Le avergüenza admitir lo bien que le sienta todo, unas ropas cálidas y de su talla. El abuelo le contó que sus padres le hicieron una foto en su primer día de guardería vestida con el uniforme de la escuela, junto a un árbol del jardín de la entrada. Este uniforme la hace sentir segura, protegida: forma parte de un ejército, tiene refuerzos. Y se odia por esa innegable sensación de unidad. Detesta realmente la ORS, pero su oscuro secreto, el que nunca admitiría delante de nadie —y menos aún delante de Bradwell—, es que le encanta el uniforme.
Lo peor de todo es el efecto mágico que produce el brazalete que lleva sobre el resto de los chicos del cuarto. Tiene cosido un emblema de una garra negra, el símbolo de la ORS, el mismo que hay pintado en los camiones, en los comunicados, en todo lo oficial. La garra significa poder. Los niños se quedan mirándola igual que a su puño de cabeza de muñeca, como si una cosa fuese incompatible con la otra. Detesta que el uniforme le impida ocultar el puño de muñeca porque la manga le llega justo por encima. Pero, con el poder que le da el brazalete con la garra, casi le da igual. De hecho, siente el inexplicable deseo de susurrarles que si también ellos tuviesen la suerte de tener puños de muñeca conseguirían lucir el brazalete de la garra. Es una mezcla retorcida de orgullo y vergüenza.
Otra cosa que le abochorna es haber comido tan bien. La cena de anoche y el desayuno de esa mañana se los han traído en una bandeja. Las dos veces había una especie de sopa oscura, un caldo aceitoso con varios trozos de carne flotando e incluso cebolla: un remolino grasiento, en definitiva. Y dos picos de pan, una buena cuña de queso y un vaso de leche.

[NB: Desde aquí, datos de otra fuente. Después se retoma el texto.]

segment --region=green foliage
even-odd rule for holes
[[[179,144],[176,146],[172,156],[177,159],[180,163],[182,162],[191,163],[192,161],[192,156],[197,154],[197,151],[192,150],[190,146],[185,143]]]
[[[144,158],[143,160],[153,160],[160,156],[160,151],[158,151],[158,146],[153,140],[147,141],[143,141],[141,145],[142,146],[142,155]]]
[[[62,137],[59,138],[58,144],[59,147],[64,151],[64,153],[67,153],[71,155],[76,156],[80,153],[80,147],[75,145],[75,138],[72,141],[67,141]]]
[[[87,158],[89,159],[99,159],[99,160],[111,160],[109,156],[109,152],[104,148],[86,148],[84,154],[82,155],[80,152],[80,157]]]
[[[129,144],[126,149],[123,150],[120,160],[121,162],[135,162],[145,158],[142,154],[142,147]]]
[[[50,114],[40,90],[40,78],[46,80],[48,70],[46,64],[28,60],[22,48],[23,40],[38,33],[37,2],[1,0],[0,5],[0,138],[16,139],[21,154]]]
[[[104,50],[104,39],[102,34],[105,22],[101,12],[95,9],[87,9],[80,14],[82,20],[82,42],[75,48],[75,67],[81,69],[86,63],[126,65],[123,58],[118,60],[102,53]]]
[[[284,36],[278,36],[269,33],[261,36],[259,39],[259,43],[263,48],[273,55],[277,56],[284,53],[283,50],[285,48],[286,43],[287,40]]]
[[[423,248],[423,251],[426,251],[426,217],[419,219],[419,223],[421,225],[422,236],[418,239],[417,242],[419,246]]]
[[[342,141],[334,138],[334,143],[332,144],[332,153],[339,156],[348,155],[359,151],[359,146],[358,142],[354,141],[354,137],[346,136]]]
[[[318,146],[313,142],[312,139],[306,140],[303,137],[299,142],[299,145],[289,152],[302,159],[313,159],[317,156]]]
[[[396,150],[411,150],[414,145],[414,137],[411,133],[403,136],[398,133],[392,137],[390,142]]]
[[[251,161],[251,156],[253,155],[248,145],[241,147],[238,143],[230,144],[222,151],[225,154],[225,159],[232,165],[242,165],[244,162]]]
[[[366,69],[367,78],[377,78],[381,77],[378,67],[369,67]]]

Leche fresca… no lejos de allí tiene que haber vacas que dan leche. Comer ha supuesto para ella una especie de rendición, como si estuviese traicionando todo aquello en lo que cree. Pero si va a salir al exterior va a necesitar toda la energía posible. Así es como ha acabado justificándoselo a sí misma.
Al resto de chicos les han dado pan, unas lonchas finas de queso y un tazón de agua turbia. Todos la han mirado con recelo y envidia.
Ninguno de los reclutas dice nada. Pressia se da cuenta de que los han castigado por eso. Pero se pregunta si para ella hay unas reglas distintas. Es la primera vez en su vida que siente que está teniendo suerte. «¡Chica afortunada!», le había dicho Il Capitano. «¡Chica afortunada!» Sabe que no debe fiarse de nada. El trato especial está relacionado con el puro. No hay otra explicación, ¿verdad? Si no, ya la habrían convertido en blanco humano y la habrían matado. Sin embargo, sigue sin estar muy claro qué es lo quieren exactamente de ella.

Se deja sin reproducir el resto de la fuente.